To the editor:

A 54-year-old man with no significant past medical history presented with skin rash. Complete blood count showed a white blood cell count of 64 × 109/L (63% neutrophils, 2% eosinophils), hemoglobin 14 g/dL, and platelet count 166 × 109/L. Bone marrow evaluation showed a hypercellular marrow with marked granulocytic hyperplasia (Figure 1). There was no increase in marrow eosinophils or fibrosis. No dysplasia was identified. Conventional cytogenetics showed constitutional inv(9). Testing for BCR-ABL rearrangement and JAK2V617F mutation was negative. The patient was diagnosed with chronic neutrophilic leukemia (CNL) and treatment with hydroxyurea was initiated. Subsequently, array comparative genomic hybridization demonstrated monoallelic interstitial deletion of chromosome 4q12. This was confirmed by interphase fluorescence in situ hybridization (FISH) analysis using a probe set that detects loss of CHIC2 (surrogate marker of the fusion of the factor interacting with PAP [Fip1]-like 1 [FIP1L1] gene to the platelet derived growth factor receptor-α [PDGFRA] gene) and by reverse-transcription polymerase chain reaction. The diagnosis was revised to myeloproliferative neoplasm with FIP1L1-PDGFRA fusion Imatinib (100 mg daily) was prescribed. Hydroxyurea was discontinued. The white blood cell count normalized within 2 weeks and follow-up testing for FIP1L1-PDGFRA fusion by FISH at 3 months was negative. The patient continues to be treated with imatinib 100 mg daily for >1 year with no recurrence of skin rash or leukocytosis.

Figure 1

Bone marrow morphology and CHIC2 FISH. The bone marrow biopsy (left panel) demonstrated hypercellularity and marked predominance of maturing neutrophilic granulocytes. Megakaryocytes were decreased, and no features of myelofibrosis or myelodysplasia were present. Notably, eosinophils and blasts were rare. By fluorescence in situ hybridization (right panel) using a tricolor probe set (Abbott Molecular), normal cells had two intact tricolor (green/orange/aqua) fusion signals whereas abnormal cells (90% in this sample) with monoallelic loss of CHIC2 (orange pseudocolor) had one green/aqua fusion signal.

Figure 1

Bone marrow morphology and CHIC2 FISH. The bone marrow biopsy (left panel) demonstrated hypercellularity and marked predominance of maturing neutrophilic granulocytes.

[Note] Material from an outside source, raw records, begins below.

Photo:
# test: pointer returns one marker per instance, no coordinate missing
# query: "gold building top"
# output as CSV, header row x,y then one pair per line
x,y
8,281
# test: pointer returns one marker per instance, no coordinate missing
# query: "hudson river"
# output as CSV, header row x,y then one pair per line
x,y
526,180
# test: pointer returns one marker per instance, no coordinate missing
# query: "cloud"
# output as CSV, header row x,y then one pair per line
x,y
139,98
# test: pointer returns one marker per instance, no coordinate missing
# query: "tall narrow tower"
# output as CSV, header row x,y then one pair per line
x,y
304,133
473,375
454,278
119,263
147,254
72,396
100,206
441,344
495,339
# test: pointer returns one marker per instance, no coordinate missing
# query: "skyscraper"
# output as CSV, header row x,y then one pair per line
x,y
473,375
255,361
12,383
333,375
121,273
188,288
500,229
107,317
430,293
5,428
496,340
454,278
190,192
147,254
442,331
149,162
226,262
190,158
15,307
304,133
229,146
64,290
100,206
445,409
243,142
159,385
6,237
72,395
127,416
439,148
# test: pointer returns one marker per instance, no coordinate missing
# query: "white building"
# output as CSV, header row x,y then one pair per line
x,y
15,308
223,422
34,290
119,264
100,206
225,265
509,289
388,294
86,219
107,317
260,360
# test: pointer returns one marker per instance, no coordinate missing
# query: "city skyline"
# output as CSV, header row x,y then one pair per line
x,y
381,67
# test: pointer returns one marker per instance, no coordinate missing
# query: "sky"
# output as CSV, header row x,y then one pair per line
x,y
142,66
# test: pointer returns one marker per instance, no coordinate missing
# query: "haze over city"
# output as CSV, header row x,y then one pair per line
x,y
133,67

Megakaryocytes were decreased, and no features of myelofibrosis or myelodysplasia were present. Notably, eosinophils and blasts were rare. By fluorescence in situ hybridization (right panel) using a tricolor probe set (Abbott Molecular), normal cells had two intact tricolor (green/orange/aqua) fusion signals whereas abnormal cells (90% in this sample) with monoallelic loss of CHIC2 (orange pseudocolor) had one green/aqua fusion signal.

Close modal

Imatinib is approved for treatment of patients with FIP1L1-PDGFRA fusion-positive myeloid neoplasms.1  These patients typically present with peripheral blood eosinophilia. Cools et al2  described this entity as an interstitial deletion of chromosome 4q12 that leads to the juxtaposition of the FIP1L1 gene to the PDGFRA gene. The resultant fusion product, FIP1L1-PDGFRA, results in constitutive activation of the tyrosine kinase PDGFRA and is amenable to therapy with imatinib. Baccarani et al3  reported achievement of complete hematologic response with imatinib in all patients with FIP1L1-PDGFRA fusion and the responses were durable.4 

Our patient presented with characteristic diagnostic features of patients with CNL (neutrophilic leukocytosis, hypercellular bone marrow with granulocytic hyperplasia, and absence of dysplasia).5  Although the patient did not present with eosinophilia, FIP1L1-PDGFRA fusion was tested because of the presence of skin rash and, remarkably, the test was positive. To the best of our knowledge, this is the first case of a FIP1L1-PDGFRA fusion without eosinophilia that responded to tyrosine kinase inhibitor therapy. There is a recent report of FIP1L1-PDGFRA fusion without eosinophilia in a patient with monoclonal gammopathy; however, the response to imatinib was not reported.6  Imatinib response in a patient with CNL has also been reported previously; however, the molecular mechanism for the response was not elucidated.7  The diagnosis could easily have been missed in our patient because he did not present with eosinophilia. Establishing the correct diagnosis significantly altered the treatment management because FIP1L1-PDGFRA fusion is extremely sensitive to imatinib. The 2008 World Health Organization classification lists “myeloid neoplasms associated with PDGFRA rearrangement” under “myeloid neoplasms associated with eosinophilia and abnormalities of PDGFRA,” indicative of a strong emphasis on the presence of eosinophilia.8  This is a report of a single patient, but because of the enormous therapeutic implications, we recommend that evaluation for FIP1L1-PDGFRA fusion should be considered for all patients with nonclassical myeloproliferative neoplasms. We evaluated 7 additional CNL patients who had stored samples for FIP1L1-PDGFRA fusion by FISH; however, all were negative. Recently, activating CSF3R mutations were identified in majority of patients with CNL.9,10  It is possible that CNL patients without CSF3R mutations (17% to 41% of cases) likely have alternate molecular pathogenic lesions leading to constitutive activation of other tyrosine kinases such as PDGFRA.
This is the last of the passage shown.